As described below, the fluorine-based resin porous membrane can control the thickness fluctuation rate in the transverse direction by stretching in the longitudinal direction and then stretching in the transverse direction before stretching in the longitudinal direction. This is due to the special properties of the porous membrane of the fluorine-based resin, and the fluorine-based resin has a high crystallinity of 98% or more, and because the interaction between polymer chains is very low, fibrillation is very easy during stretching. Do. In addition, the fibril thus formed has a reversible characteristic that contracts again when heated and returns to the node. Accordingly, after performing MD stretching that is higher than the actual stretching ratio, shrinking causes the orientation of the resin to change and the stress received by the sheet in the stretching process is reduced. In the present invention, by controlling this action, the fluctuation rate of the thickness of the porous membrane of the fluorine-based resin is controlled. The properties, namely thickness uniformity, were improved.

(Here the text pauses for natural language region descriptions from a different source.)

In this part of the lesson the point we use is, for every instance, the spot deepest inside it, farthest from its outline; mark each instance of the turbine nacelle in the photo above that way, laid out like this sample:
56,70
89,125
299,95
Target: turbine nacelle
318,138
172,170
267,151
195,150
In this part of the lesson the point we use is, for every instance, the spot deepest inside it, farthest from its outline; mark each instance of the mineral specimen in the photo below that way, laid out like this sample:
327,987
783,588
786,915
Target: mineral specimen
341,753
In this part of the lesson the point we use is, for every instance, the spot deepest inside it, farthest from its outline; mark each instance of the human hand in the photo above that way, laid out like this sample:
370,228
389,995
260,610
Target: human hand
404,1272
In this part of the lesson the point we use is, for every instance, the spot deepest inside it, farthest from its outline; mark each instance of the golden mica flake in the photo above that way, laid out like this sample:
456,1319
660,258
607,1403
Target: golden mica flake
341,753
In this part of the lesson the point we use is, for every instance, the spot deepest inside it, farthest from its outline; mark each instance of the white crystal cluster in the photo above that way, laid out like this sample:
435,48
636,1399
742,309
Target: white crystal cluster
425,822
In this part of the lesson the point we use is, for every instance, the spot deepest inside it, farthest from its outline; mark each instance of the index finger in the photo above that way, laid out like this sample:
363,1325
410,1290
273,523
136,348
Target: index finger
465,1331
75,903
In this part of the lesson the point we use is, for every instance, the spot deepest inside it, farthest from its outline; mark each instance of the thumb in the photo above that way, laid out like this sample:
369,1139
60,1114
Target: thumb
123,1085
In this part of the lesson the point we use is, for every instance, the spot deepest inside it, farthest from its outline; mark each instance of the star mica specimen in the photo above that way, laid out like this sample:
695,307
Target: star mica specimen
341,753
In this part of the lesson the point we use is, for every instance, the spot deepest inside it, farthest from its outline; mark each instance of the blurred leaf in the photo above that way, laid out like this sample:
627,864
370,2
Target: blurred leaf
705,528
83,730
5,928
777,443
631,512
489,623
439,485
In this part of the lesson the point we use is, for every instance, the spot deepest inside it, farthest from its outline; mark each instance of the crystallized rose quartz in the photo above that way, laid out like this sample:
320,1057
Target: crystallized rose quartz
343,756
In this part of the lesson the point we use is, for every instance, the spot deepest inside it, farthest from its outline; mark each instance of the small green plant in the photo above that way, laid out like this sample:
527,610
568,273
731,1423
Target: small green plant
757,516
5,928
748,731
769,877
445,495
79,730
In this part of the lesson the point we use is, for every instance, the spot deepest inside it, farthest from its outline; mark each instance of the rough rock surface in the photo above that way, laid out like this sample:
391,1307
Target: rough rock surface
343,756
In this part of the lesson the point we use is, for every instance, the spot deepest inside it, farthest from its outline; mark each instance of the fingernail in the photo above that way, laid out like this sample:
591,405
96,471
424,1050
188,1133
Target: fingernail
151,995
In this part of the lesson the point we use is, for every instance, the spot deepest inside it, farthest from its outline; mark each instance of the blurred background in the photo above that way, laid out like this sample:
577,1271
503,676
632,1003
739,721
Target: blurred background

The thickness variation rate means thickness uniformity, and the lower the better. In the present invention, the thickness variation rate can be lowered by controlling the shrinkage ratio during the relaxation process, and as a result, the thermal shrinkage in the MD direction can be greatly reduced.

On the other hand, the fluorine-based resin porous membrane according to an embodiment of the present invention, a fine structure composed of a plurality of fibrils and a plurality of nodules connected to each other by the fibrils form a porous porous structure.

The pores included in the structure can be adjusted by controlling the draw ratio and conditions during the manufacturing process. Accordingly, in the present invention, the average diameter (Mean Pore Size) of the pores included in the fluorine-based resin porous membrane through optimization of manufacturing conditions is 0.02 μm to 0.3 μm, and the maximum diameter of the pores (Max Pore Size) is 0.03 to 10.0 μm. Can be By including pores satisfying the above range, it is possible to exhibit excellent filtration efficiency without deteriorating the permeability. When considering the remarkable effect of improving the control of pore size, more specifically, the average diameter of the pores contained in the fluorine-based resin porous membrane is 0.1 to 0.3 μm, and the maximum diameter of the pores may be 0.3 to 0.5 μm, , More specifically, the average diameter is 0.2 to 0.3 µm, and the maximum diameter of the pores is 0.3 µm or more and less than 0.4 µm, and the ratio of the average diameter of the pores and the size of the maximum diameter (the ratio of the maximum pore diameter / average pore diameter) is Micropores of uniform size may be formed in 1 or more and less than 2.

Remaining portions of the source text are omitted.